Cuando vemos las formas y los métodos que usaba Jesús para hablar, también a nosotros se nos invita a pedirle una y otra vez al Espíritu Santo que, en las diferentes circunstancias, nos muestre cuál es la mejor manera de decir las cosas, aun si son cuestiones difíciles; o cuáles son las palabras más apropiadas conforme a la situación.
Al final de la parábola, el Señor hace una afirmación de mucha importancia: “Se os quitará el Reino de Dios para dárselo a un pueblo que rinda sus frutos.”
¿Acaso esto significa que el Pueblo de Israel fue desechado por Dios, como lamentablemente se lo interpretó muchas veces en la cristiandad? Esta interpretación errónea sería contraria a una afirmación que hace San Pablo en la Carta a los Romanos: “Los dones y la vocación de Dios son irrevocables.” (Rom 11,29).
Lo que sí es cierto es que hasta el día de hoy, Israel como pueblo entero no ha creído en su Mesías y se ha obstinado en su incredulidad.

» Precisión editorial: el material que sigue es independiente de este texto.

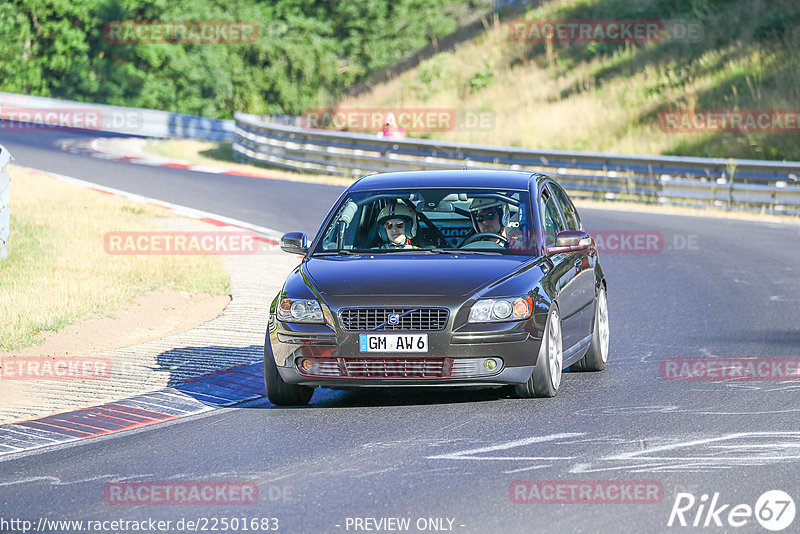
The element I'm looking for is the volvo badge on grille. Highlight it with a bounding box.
[387,314,400,325]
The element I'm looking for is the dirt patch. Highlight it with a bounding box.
[1,290,230,358]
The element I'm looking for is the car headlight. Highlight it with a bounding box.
[468,296,532,323]
[277,298,324,323]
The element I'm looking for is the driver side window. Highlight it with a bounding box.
[541,192,565,245]
[550,184,580,231]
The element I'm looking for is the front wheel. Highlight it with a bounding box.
[515,305,563,398]
[264,340,314,406]
[572,287,609,372]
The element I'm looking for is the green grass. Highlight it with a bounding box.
[0,168,230,352]
[336,0,800,161]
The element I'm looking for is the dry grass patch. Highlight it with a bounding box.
[337,0,800,161]
[0,167,230,352]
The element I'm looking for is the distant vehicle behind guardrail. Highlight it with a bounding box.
[232,112,800,215]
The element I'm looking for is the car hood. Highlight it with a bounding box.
[303,254,530,298]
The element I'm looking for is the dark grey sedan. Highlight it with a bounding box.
[264,170,608,405]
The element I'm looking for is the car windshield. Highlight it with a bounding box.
[312,188,538,256]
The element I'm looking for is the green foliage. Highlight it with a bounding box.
[517,0,800,160]
[0,3,43,94]
[468,61,494,93]
[411,55,448,100]
[754,10,800,42]
[2,0,468,117]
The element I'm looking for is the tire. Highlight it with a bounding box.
[264,340,314,406]
[572,287,609,372]
[515,305,563,398]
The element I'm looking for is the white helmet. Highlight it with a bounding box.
[377,202,418,243]
[469,197,509,232]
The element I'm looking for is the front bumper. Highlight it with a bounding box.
[268,318,542,388]
[278,363,535,388]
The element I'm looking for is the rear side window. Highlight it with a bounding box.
[550,184,581,231]
[540,190,565,245]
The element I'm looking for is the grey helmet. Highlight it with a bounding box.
[377,202,418,243]
[468,197,509,232]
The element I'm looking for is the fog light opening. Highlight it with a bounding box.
[484,359,498,371]
[300,359,313,371]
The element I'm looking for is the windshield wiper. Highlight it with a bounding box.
[365,248,424,253]
[429,248,502,255]
[314,248,503,256]
[312,249,359,256]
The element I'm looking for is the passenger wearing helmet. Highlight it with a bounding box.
[468,197,522,248]
[375,202,418,249]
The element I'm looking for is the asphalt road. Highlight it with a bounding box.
[1,128,800,534]
[0,127,342,235]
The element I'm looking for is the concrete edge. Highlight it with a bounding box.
[0,165,294,457]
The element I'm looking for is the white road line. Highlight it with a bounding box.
[503,464,550,474]
[427,432,583,461]
[606,432,800,461]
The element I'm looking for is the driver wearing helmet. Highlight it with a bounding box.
[468,197,522,249]
[375,202,418,249]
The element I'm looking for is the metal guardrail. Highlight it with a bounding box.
[1,91,797,214]
[0,144,11,260]
[233,112,800,214]
[0,92,234,140]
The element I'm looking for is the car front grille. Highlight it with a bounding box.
[295,357,503,379]
[338,308,449,331]
[344,358,444,378]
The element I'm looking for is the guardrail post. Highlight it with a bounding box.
[0,144,11,260]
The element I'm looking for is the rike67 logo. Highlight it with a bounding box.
[668,490,795,531]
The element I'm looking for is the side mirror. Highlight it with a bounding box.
[547,230,593,255]
[280,232,308,255]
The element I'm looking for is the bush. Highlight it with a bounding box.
[0,0,472,117]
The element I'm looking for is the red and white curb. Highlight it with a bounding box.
[0,165,296,458]
[61,138,278,180]
[15,164,283,246]
[0,362,268,460]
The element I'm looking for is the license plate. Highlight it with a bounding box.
[359,334,428,353]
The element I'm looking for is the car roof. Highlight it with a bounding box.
[348,170,548,192]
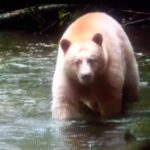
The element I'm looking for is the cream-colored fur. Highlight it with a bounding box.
[51,12,139,121]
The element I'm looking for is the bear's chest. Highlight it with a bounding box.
[79,83,103,104]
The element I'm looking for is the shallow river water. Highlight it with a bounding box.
[0,31,149,150]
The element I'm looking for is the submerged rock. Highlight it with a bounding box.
[124,117,150,150]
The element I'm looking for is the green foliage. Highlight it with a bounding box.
[58,9,70,26]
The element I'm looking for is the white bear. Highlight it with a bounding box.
[51,12,139,121]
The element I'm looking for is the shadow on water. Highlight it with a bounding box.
[0,29,149,150]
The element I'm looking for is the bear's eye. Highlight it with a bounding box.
[75,59,81,65]
[87,58,96,64]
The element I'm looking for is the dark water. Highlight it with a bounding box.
[0,31,149,150]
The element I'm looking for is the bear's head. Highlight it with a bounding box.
[60,33,108,85]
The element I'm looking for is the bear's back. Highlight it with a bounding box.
[62,12,123,43]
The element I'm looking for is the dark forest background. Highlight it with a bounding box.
[0,0,149,33]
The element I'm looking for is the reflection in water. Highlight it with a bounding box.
[0,32,149,150]
[50,121,125,150]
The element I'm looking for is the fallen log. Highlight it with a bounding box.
[0,4,72,20]
[0,4,75,32]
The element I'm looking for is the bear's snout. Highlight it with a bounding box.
[80,73,93,84]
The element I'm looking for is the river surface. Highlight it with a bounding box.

Sin embargo, esta obstinación no durará para siempre, porque San Pablo nos asegura: “La ceguera de Israel fue parcial, hasta que entrara la plenitud de los gentiles, y así todo Israel se salve”. (Rom 11,25-26)
Entonces, nosotros podemos orar y darles a los judíos un buen testimonio del amor que Dios ha manifestado en su Hijo, porque aún está por llegar ese gran acontecimiento de que Israel llegue a la fe.
Los hijos de Israel han atravesado un largo y muy doloroso camino, a lo largo de los siglos, sin la reconfortante certeza de que el Dios de sus padres ya envió a su propio Hijo para la redención del mundo (cf. Jn 3,16).
Dios se apiada de su Pueblo y quiere limpiarlo de todos sus pecados con la Sangre de su Hijo y sanarlo de todos sus errores. Esto cuenta para Israel y también para todos los pueblos de la Tierra.
La ceguera de los que eran jefes del pueblo en el tiempo de Jesús, se cernió como una sombra sobre todo Israel. En lugar de facilitarle al Pueblo el reconocimiento del Mesías, se lo hicieron más difícil.
Entretanto, el Pueblo de Israel tiene nuevamente una tierra. ¡Ojalá retorne también a su hogar en el Corazón del Padre; ese Corazón que Él abrió para toda la humanidad a través de su Hijo! ¡Que el Señor retire el velo de sus ojos, para que sean capaces de reconocer la gloria del Mesías de todos los pueblos! Entonces se desvanecerá la sombra, y podemos esperar que sobrevendrá una enorme gracia en el momento en que Israel despierte a la plenitud de la vida.